Non si tratterebbe del resto del primo acquisto in Russia per il gruppo che fa capo all’omonima famiglia (una ventina di soci in tutto) e che vede in Saturnino De Cecco l’azionista con la quota maggiore di capitale. Già a giugno, infatti, era stato acquisito il controllo di tre marchi di pasta russi ceduti da First Pasta Company (secondo produttore russo proprio alle spalle di Piervaia Macaronnaia), operazione da 40 milioni di euro che ha portato nelle mani dei De Cecco le industrie di Mosca, Smolensk e San Pietroburgo e che ha rafforzato il ruolo di quarto produttore mondiale di pasta del gruppo italiano, sempre più attento ai mercati esteri (la pasta De Cecco è ormai venduta in 90 mercati) e con filiali commerciali da tempo operative in Germania, Francia, Gran Bretagna e Nord America.

La crescita della De Cecco sta rapidamente trasformando un gruppo nato nel 1886 e che giusto 100 anni dopo ha diversificato la propria produzione anche nell’olio d’oliva extravergine e nelle conserve di pomodori, rendendo sempre più probabile l’ipotesi, più volte ventilata, di uno sbarco in borsa.
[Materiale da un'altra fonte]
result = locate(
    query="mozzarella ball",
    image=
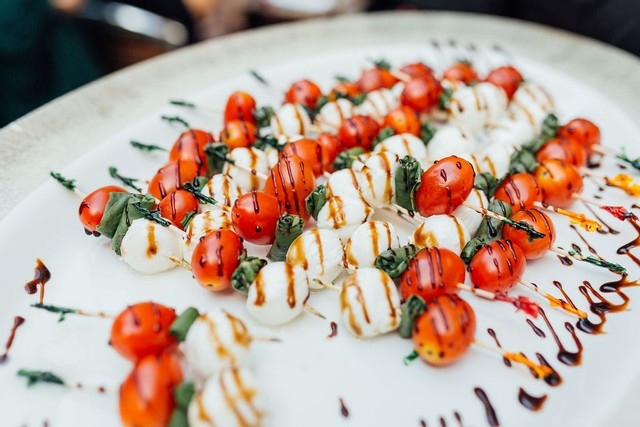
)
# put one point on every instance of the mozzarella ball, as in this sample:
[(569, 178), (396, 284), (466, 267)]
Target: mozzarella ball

I numeri del resto sembrano ormai esserci tutti: nel 2010 il valore della produzione, cresciuta in volume del 9%, in controtendenza rispetto al calo del 3% del mercato italiano (di cui De Cecco controlla una quota dell’8% che secondo alcuni potrebbe salire al 10% a fine anno), è salito da 303 a 343 milioni di euro, mentre l’utile netto è passato da 2,8 a 12,6 milioni.
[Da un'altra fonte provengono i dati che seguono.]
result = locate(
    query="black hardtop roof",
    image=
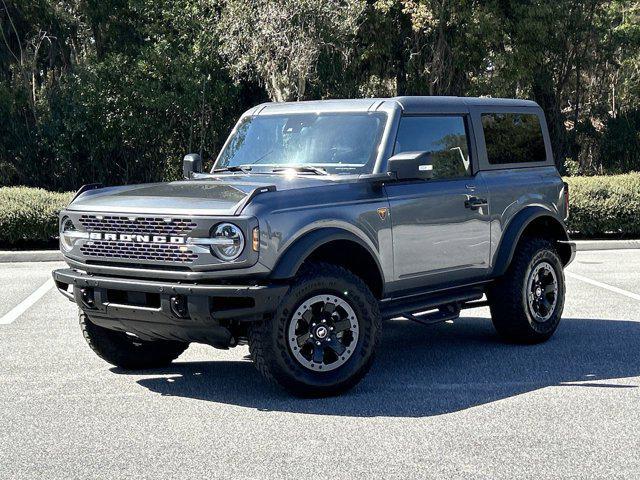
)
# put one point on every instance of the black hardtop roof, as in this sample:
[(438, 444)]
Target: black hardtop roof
[(410, 102)]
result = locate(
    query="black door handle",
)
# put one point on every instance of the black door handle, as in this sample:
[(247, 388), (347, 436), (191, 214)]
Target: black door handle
[(475, 202)]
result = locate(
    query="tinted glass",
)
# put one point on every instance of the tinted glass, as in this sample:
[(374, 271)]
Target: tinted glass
[(513, 138), (445, 138), (338, 142)]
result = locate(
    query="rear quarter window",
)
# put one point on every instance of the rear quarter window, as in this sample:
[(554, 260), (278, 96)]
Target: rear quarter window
[(513, 138)]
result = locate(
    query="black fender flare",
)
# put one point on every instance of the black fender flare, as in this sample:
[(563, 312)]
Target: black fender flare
[(294, 256), (514, 230)]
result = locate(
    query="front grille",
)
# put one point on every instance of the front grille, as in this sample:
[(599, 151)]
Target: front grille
[(137, 225), (138, 251), (133, 224)]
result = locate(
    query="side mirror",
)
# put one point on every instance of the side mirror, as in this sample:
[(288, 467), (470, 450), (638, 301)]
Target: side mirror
[(191, 164), (411, 166)]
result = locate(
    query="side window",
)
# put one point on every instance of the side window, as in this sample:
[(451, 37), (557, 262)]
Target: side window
[(445, 138), (513, 138)]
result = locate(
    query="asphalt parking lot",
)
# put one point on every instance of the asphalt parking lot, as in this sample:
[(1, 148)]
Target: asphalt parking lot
[(443, 401)]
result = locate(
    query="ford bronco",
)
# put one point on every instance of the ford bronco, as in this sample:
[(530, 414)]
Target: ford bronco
[(318, 221)]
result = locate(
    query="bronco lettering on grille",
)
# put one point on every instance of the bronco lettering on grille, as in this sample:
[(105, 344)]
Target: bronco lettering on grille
[(130, 237)]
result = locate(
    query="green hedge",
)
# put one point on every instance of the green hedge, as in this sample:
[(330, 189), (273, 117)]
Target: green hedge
[(29, 215), (605, 205)]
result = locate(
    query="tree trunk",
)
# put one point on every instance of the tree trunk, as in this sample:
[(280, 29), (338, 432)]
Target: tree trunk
[(546, 96)]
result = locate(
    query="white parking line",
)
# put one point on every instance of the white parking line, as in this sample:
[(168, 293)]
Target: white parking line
[(606, 286), (26, 303)]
Numeri ancora distanti, certo, da quelli di Barilla, primo produttore italiano e mondiale di pasta che lo scorso anno ha registrato un fatturato di 4,029 miliardi di euro, un utile operativo di 211 milioni e un utile netto di 27 milioni di euro (su cui hanno pesato negativamente gli oneri legati alla cessione della controllata tedesca Kamps), ma che potrebbero interessare agli investitori, riaprendo un capitolo, quello dell’eventuale sbarco sul listino, che l’ultima assemblea dei soci ha di fatto congelato dando mandato al Cda di ridiscutere i termini dell’operazione in vista di uno slittamento della stessa di un anno, dal 2012 al 2013.

Mercati permettendo, l’Ipo potrebbe tuttavia consentire una migliore gestione del debito, in lieve calo a 317,5 milioni a fine 2010 di cui circa 200 nei confronti del sistema bancario. Così Mediobanca e Jp Morgan, che almeno dal 2009 hanno studiato (inutilmente) l’operazione, potrebbero tornare all’attacco per convincere la famiglia ad aprire il capitale a nuovi azionisti. Molto dipenderà dal prezzo che gli investitori si dimostreranno pronti a sborsare, ma certo la campagna di conquiste dei maccheroni abruzzesi all’estero potrebbe rendere il gruppo più appetibile.